Consistently 100 to 150 million individuals around the globe experience the ill effects of asthma and this number is expanding. Every year 1, 80,000 individuals kick the bucket because of asthma around the world. In India 15-20 million individuals have been evaluated to be influenced by Asthma.(Babu, 2019). Auscultation is a standout amongst the most vital non-intrusive and straightforward analytic devices for identifying issue in the respiratory tract like lung illnesses (AyeshaRumana.2014). It is characterized as the demonstration of listening for sounds inside the body, chiefly for learning the state of the lungs, heart and different organs (Palanivel Rajan, 2014). Sicknesses, for example, asthma, and tuberculosis can be related to this technique through the examination of lung and tracheal sounds. Research on the diagnosis of respiratory pulmonary conditions like bronchitis, sleep apnea, asthma has established the utility of the stethoscope’s acoustic signal in common day to day practice. However, despite their effectiveness, these instruments only provide a limited and subjective perception of the respiratory sounds. The drawbacks of using stethoscopes and listening to the sounds using the human (ear area) their inability to provide an objective study of the respiratory sounds detected, their lack of sufficient sensitivity and (c) the existence of the imperfect system of nomenclature (Thato, 2008).In the last few decades, improvements in electronic recording and the development of computer-based methods have made quantitative studies of lung and tracheal sound signals possible as well as overcome many limitations of human ear subjective auscultation. Modern digital processing techniques, along with advancements in computer analysis, have become an established research method for the investigation of respiratory sounds (Palanivel Rajan 2019).

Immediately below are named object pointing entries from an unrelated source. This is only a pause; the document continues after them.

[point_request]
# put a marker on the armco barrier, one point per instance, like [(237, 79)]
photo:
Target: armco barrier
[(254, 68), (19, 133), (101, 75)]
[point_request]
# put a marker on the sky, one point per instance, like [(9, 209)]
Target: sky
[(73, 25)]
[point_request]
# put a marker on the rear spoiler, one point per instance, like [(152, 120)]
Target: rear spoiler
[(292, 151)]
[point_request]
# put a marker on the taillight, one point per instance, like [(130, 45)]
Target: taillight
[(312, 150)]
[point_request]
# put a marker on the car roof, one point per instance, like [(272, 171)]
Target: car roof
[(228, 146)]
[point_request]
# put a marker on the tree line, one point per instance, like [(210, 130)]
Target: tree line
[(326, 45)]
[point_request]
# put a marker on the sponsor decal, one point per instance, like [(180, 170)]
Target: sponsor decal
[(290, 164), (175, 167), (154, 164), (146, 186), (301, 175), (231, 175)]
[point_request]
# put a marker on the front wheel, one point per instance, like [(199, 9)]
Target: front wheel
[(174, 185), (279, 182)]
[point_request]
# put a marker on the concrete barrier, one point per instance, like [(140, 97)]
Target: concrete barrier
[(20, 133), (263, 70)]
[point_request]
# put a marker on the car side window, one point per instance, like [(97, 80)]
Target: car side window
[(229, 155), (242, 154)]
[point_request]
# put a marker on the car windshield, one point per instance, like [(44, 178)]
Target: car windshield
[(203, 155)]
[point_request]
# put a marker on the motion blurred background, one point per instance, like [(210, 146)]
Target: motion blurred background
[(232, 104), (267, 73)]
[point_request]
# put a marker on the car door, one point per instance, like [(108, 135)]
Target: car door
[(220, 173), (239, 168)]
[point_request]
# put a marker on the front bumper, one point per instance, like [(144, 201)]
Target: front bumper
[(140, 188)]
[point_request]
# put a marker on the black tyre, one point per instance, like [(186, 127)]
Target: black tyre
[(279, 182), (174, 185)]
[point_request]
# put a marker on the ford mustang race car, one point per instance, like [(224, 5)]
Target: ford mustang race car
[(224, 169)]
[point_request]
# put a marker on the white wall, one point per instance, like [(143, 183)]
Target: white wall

Automated respiratory sound analysis can quantify changes in lung sounds, de-noise the signals of interest from any artifacts and nosiness, store records of the measurements made, and produce graphical representations of characteristic features of the respiratory sounds to help with the diagnosis and treatment of patients suffering from various lung diseases (Xie, 2019).

In view of the fact that lung sounds have quite low frequency and low intensity, interfering sounds (i.e., heart sounds) from the lung sounds prior to any diagnostic analysis. Efficacy of stethoscope plays an important role in the diagnosis of respiratory pulmonary conditions like bronchitis, sleeapnea, asthma in common day to day practice. Asthma is a persistent lung disease, a very common respiratory condition also known as reactive air way disease. Asthma causes an inflammation and constriction of bronchial walls leading to a series of complications in breathing. Asthma can be diagnosed by the presence of the signs and symptoms. Confirmed diagnosis is performed using pulmonary function tests, chest x-rays and blood tests.The authors offered some diagnostic methods to be had for asthma by assessing the breathing patterns for asthmatic patient and also paying attention the need for the computational analysis of breathing pattern, alternate solution to diagnose asthma at the primary stage (Huang, 2019).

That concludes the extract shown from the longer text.